Lorsque la faculté de résilience se transforme en soumission volontaire, par Stéphane Pêtre
La faculté de résilience (concept dont l'origine provient des théories de John Bowlby et sa figure d’attachement, puis au concept dans les années 50 d’ « ego-resiliency » de Jacob Block concernant les capacités de s’adapter positivement aux événements, puis introduit officiellement dans le langage en 1985 par Michael Rutter) permet somme toute à l'humain de réaliser les successions de deuils qui parsèment son existence.La faculté de deuil repose sur notre faculté à avoir réussi, dans notre prime enfance (et avec l'aide de nos parents), le premier des deuils, dit deuil des origines par Racamier : la perte de notre objet de possession absolue, notre mère.
Une fois ce deuil des origines intégré, il nous permettra de traverser notre existence en ayant des capacités à se réparer, de se désillusionner, d'avoir confiance en soi et en le monde avec discernement, à être capable de faire des deuils (petits et grands), de gérer les baisses de régimes, les attentes, d'être créatif et enfin d'accepter notre deuil majeur, notre mort. La similitude avec la faculté de résilience est grande, mais ne nous y trompons pas.
En effet, la résilience mobilisée par la psyché comme outil sporadique employé afin de puiser dans nos saines ressources narcissiques afin de traverser une expérience frappant nos besoins primaires (de sécurité, de reconnaissance, de connexion, de chaleur et d'attachement ) : OUI.
La résilience promut par la société comme valeur noble et communément utilisée pour tenir face à la violence de l'existence : NON.
Pourquoi ? Car d'un point de vue ontologique, l'existence est si pleine de sens que le concept de « violence » n'y est pas inscrit.
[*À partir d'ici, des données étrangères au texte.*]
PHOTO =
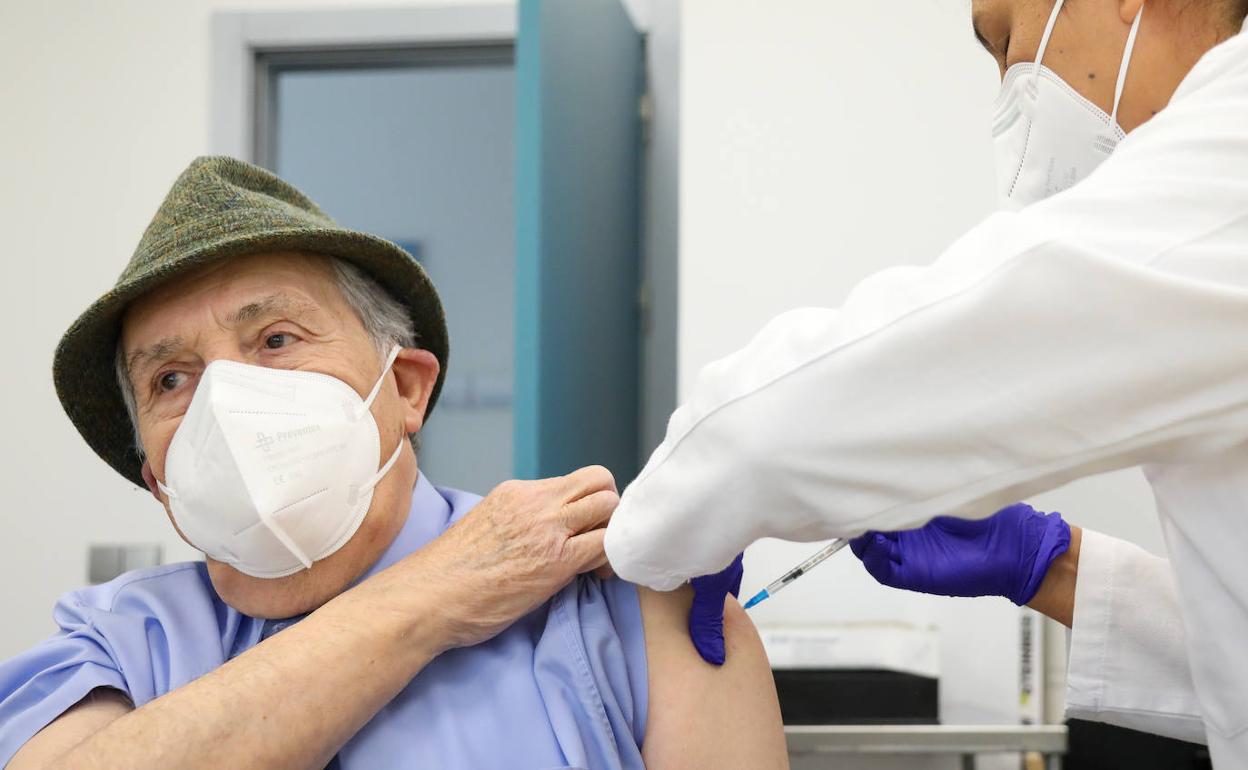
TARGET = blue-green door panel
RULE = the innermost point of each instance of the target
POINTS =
(579, 77)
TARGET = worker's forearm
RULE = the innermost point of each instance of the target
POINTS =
(290, 701)
(1056, 594)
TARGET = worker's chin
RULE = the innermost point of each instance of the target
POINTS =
(295, 594)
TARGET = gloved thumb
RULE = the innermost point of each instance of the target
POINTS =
(706, 613)
(877, 550)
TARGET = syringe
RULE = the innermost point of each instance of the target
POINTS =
(796, 572)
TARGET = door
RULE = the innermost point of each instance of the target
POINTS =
(416, 145)
(579, 81)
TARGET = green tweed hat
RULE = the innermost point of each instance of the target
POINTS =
(220, 207)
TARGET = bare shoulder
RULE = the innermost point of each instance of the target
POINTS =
(100, 708)
(704, 715)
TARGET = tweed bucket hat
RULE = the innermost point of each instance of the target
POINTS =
(220, 207)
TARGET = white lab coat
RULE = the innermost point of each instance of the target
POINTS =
(1101, 328)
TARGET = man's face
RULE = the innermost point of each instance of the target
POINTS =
(1088, 40)
(282, 311)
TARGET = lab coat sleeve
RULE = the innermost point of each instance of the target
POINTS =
(1128, 663)
(1101, 328)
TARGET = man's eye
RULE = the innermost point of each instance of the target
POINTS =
(169, 381)
(278, 341)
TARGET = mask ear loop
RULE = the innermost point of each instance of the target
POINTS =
(1043, 45)
(390, 463)
(1126, 63)
(368, 402)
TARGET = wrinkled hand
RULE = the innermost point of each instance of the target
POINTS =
(706, 613)
(516, 549)
(1006, 554)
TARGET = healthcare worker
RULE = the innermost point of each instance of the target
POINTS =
(1100, 322)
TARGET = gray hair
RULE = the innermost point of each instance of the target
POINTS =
(386, 321)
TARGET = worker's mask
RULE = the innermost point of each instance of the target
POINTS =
(273, 469)
(1047, 136)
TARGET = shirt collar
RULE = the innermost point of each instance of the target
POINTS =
(428, 517)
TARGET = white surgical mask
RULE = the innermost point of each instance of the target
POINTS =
(273, 469)
(1046, 135)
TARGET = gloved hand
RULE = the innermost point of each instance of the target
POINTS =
(1006, 554)
(706, 614)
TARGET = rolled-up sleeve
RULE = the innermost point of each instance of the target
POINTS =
(1128, 663)
(144, 634)
(43, 683)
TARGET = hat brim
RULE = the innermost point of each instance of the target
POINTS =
(84, 367)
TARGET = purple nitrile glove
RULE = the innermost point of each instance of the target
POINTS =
(706, 614)
(1006, 554)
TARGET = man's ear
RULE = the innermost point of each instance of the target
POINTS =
(416, 371)
(1127, 9)
(150, 479)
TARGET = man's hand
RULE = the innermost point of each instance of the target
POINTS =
(516, 549)
(1006, 554)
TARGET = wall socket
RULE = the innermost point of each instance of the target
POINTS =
(106, 562)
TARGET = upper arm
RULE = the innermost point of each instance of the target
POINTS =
(702, 715)
(90, 715)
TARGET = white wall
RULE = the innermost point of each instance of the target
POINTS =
(820, 142)
(102, 105)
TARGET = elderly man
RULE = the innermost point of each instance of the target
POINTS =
(262, 371)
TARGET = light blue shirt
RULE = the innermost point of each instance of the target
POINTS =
(564, 687)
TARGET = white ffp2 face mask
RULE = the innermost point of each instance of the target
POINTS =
(273, 469)
(1046, 135)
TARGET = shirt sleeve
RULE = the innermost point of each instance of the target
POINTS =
(599, 653)
(1128, 663)
(142, 634)
(41, 684)
(1097, 330)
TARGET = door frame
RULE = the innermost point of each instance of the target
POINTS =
(241, 39)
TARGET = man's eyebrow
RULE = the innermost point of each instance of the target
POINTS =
(267, 306)
(979, 35)
(154, 353)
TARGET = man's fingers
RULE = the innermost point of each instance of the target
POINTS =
(588, 481)
(585, 550)
(590, 512)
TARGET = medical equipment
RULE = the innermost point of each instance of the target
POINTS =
(796, 572)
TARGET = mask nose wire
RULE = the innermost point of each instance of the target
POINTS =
(1126, 63)
(1043, 43)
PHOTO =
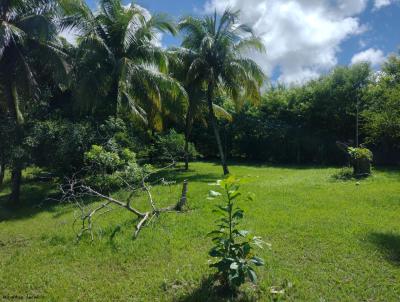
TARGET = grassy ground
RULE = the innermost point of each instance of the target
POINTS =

La « violence » est le symptôme réactionnaire d'un archétype non ou mal intégré par un individu ou un collectif qui y résiste, notamment grâce à sa faculté maladive mais sincère, de résilience.
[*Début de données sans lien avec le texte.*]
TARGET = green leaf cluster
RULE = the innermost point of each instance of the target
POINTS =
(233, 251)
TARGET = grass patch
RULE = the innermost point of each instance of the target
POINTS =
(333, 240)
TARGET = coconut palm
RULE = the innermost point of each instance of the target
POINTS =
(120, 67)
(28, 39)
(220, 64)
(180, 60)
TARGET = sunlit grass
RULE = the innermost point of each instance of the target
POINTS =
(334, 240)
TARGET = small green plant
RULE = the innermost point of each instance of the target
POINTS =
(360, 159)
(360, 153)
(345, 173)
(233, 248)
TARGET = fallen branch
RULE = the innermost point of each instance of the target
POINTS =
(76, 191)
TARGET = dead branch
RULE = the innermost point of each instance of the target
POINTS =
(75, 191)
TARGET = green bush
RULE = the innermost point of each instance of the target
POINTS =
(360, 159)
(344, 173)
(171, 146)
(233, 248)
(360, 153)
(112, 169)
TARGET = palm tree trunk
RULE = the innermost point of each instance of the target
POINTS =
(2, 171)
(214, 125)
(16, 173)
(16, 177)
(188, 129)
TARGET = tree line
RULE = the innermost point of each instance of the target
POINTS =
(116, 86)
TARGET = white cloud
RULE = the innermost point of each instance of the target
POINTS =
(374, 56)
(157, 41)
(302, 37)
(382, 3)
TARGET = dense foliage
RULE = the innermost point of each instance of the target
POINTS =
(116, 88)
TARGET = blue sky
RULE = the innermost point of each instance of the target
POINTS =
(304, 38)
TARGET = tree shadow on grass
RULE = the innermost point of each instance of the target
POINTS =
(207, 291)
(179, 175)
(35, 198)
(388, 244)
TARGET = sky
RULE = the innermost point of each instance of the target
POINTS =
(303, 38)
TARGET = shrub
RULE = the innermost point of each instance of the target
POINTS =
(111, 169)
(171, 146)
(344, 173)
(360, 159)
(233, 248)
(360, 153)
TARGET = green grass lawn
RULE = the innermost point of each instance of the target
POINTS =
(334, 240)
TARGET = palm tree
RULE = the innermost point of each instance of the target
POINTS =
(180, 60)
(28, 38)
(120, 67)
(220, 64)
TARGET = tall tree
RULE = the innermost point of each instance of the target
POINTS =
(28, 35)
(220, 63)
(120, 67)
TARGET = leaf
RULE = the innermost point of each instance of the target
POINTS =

Nous voyons actuellement à l’œuvre sur le globe cette malédiction agir où des populations endurent par habitude et résignation, maintenant pour certains peuples depuis plusieurs générations, des conditions de vies inhumaines.
Pire encore, la malédiction de la résilience permet à une frange d'humains atteints de pathologies narcissiques destructrices – c'est à dire des humains n'ayant pas réussi à traverser leur deuil des origines – d'imposer à une masse crédules et sincères, sous couvert de solidarité collective, des contraintes portant atteinte à leurs principes fondamentaux de dignités et leur faisant progressivement accepter l'inacceptable.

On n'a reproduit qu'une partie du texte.